Opinión
Los columpios de Moncloa
Cabe preguntarse si hasta sus muros están llegando noticias de lo que verdaderamente está pasando fuera
U na persona que vocifera es alguien que, desesperado, llama a gritos a la razón para que venga. Ésta, sin embargo, jamás ha respondido a ese tipo de métodos y, por tanto, cuando se le levanta la voz, nunca acude. Ese es un viejo axioma que no deberían olvidar, en los próximos tiempos, tanto Patxi López como Yolanda Díaz cuando vayan a intervenir, como lo hicieron esta semana, ante el Congreso de los Diputados. Las altisonantes y destempladas respuestas de los miembros del gobierno a la inoperante moción de censura dio aire a sus promotores. Permitió a los censores centrarse en evidenciar lo obvio: les bastó señalar la inadecuada y somnolienta longitud de casi dos horas de la respuesta presidencial -o lo improcedente de los gritos de neurótica desesperanza de Patxi López- para concitar simpatías inesperadas y esconder el hecho innegable de que no traían nada estructurado al hemiciclo. Era innecesario levantar la voz, dado el recorrido de la iniciativa, pero, así y todo, muchos de los oradores gubernamentales pusieron el grito en el cielo, sin darse cuenta de que con ello mostraban hasta qué punto andan desconectados de la temperatura de la calle y de la manera en que el ciudadano de a pie se toma estas cosas.

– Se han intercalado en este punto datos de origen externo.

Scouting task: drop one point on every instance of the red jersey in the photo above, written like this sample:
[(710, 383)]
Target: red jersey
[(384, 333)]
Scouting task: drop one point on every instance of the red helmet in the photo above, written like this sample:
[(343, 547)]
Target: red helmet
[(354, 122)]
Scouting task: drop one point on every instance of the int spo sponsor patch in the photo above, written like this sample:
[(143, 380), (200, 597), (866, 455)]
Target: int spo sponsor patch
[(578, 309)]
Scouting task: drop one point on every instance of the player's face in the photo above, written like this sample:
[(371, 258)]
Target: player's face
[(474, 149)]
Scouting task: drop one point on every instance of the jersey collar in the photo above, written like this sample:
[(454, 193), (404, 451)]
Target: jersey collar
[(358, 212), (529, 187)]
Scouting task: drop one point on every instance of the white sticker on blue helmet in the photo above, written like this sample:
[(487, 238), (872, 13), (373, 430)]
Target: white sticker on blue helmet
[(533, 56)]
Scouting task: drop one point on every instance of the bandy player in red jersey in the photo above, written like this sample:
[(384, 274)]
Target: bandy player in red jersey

Esa actitud bombástica lo único que consiguió fue resaltar todavía más el ingrediente de gran guiñol que había lastrado toda la iniciativa. Fue muy esclarecedor en ese sentido el tipo de retransmisión del evento por el que optaron las principales cadenas televisivas. Se estaba más pendiente de las sensacionales reacciones de un casi nonagenario que de lo que pudieran decir los próceres. La audiencia de la calle, el telespectador medio, se miró todo el asunto de refilón, más interesado en si había alguna regocijante salida de pata de banco (que las hubo por ambas partes) que en mostrarse dispuesto ni en sueños a tragarse una vez más la habitual verborrea de eslóganes ideológicos y acusaciones ya más sobadas en esta legislatura que los tópicos del tiempo.

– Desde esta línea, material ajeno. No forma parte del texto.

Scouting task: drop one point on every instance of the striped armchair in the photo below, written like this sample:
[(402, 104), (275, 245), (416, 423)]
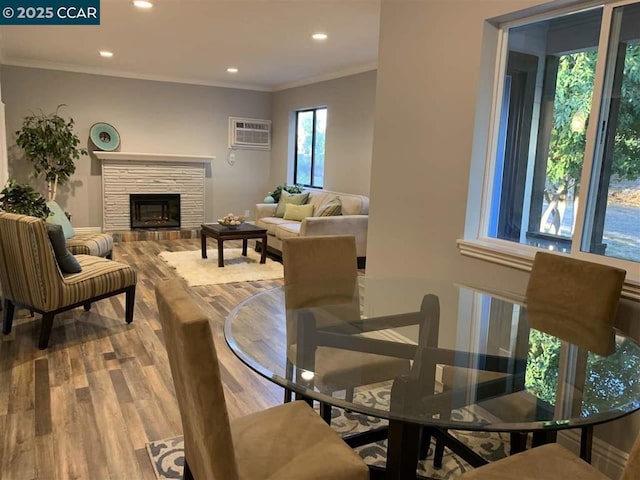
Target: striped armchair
[(96, 244), (30, 276)]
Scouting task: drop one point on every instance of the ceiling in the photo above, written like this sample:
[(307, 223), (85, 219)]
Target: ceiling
[(194, 41)]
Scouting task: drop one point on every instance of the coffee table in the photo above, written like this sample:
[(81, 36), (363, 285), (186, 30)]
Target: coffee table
[(242, 232)]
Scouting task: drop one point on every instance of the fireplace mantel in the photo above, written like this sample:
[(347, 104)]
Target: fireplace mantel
[(153, 157)]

Es perfectamente comprensible que el PP intentara mantenerse lo más alejado posible de todo el asunto. Yo creo que a Sánchez le hubiera encantado hacer lo mismo, pero evidentemente, dada su posición, no podía permitírselo. Por tanto, el PSOE decidió, quizá de una manera un poco desenfocada, volcarse al extremo contrario e intentar convertir lo que era un simple sainete sobrevenido en una especie de psico-drama institucional por ver de perjudicar al contrario. El presidente nos narcotizó a todos (y a sí mismo) poniéndose a hablar del etanol verde cuando todos se preguntaban por las leyes fallidas y el enfrentamiento con los jueces. Yolanda Díaz empezó presentándose como la ungida por Sánchez para suceder a Pablo Iglesias, pero, tras una intoxicación de incienso sanchista, terminó también levantando inmotivadamente la voz. Y Patxi López sufrió simplemente una especie de ataque de epilepsia política.

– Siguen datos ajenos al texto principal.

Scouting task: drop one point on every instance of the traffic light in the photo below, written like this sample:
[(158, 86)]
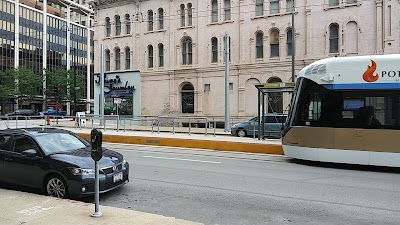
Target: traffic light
[(55, 91)]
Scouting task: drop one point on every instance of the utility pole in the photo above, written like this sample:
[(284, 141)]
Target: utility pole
[(293, 41), (101, 99), (75, 64), (227, 108)]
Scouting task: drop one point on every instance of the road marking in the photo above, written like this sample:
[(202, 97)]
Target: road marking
[(191, 160)]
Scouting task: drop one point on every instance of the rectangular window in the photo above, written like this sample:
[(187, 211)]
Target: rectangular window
[(214, 50), (289, 42), (333, 2), (190, 15), (334, 39), (274, 6), (161, 55), (182, 15), (207, 87), (127, 59), (289, 5), (214, 11), (347, 109), (227, 10), (390, 20), (150, 57)]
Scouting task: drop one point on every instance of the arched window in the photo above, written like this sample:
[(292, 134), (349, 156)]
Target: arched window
[(182, 15), (214, 11), (187, 102), (160, 55), (190, 14), (352, 38), (117, 25), (214, 50), (160, 19), (274, 6), (334, 38), (128, 24), (289, 41), (275, 100), (108, 27), (259, 45), (150, 52), (108, 60), (150, 20), (274, 43), (117, 59), (259, 7), (127, 58), (227, 9), (187, 51)]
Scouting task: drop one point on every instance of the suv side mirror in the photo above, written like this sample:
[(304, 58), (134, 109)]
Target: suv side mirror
[(29, 153)]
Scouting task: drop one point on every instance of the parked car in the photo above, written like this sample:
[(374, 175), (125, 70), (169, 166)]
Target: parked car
[(53, 112), (58, 162), (272, 126), (21, 112)]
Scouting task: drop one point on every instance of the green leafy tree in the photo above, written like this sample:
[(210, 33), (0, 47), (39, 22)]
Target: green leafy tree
[(7, 86), (29, 84), (63, 79)]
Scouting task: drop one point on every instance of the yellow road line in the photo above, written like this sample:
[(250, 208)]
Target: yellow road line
[(191, 143)]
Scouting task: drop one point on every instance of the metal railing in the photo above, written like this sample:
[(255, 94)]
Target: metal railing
[(174, 124)]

Moncloa es el lugar donde habita el presidente y su Consejo de Ministros y, a la vista de los encendidos discursos de forofos que hicieron para defender su gestión, cabe preguntarse si hasta sus muros están llegando noticias de lo que verdaderamente está pasando fuera. Es notorio que necesitamos nuevas maneras de pactar con el descontento social. Basta mirar al vecino para ver que cualquier día nos encontramos aquí con un movimiento de chalecos amarillos. Y no servirá llamarlos «fachalecos», porque el verdadero origen de la pérdida de implementación de la izquierda en los barrios periféricos se está debiendo a que solo promueven iniciativas progresistas que no tienen nada que ver con esas clases, sino con el tipo de espectro social urbano bienintencionado -de más alto poder adquisitivo- que compone la biomasa fundamental de los propios cuadros gubernamentales. No dan respuestas para esas clases que sufren procesos de desposesión. Lo único que se les ocurre es intentar comprarlas con medidas publicitarias que al final aprovechan solo los de siempre.
Los jardines de Moncloa deben estar llenos de columpios floreados, donde cupidos y querubines les susurran que, gracias a esas medidas, España va a ser un paraíso. Por eso, entran en pánico y vociferan cuando, desde el exterior, el pueblo, tozudo, se atreve a recordarles que aquí fuera carecemos de columpios.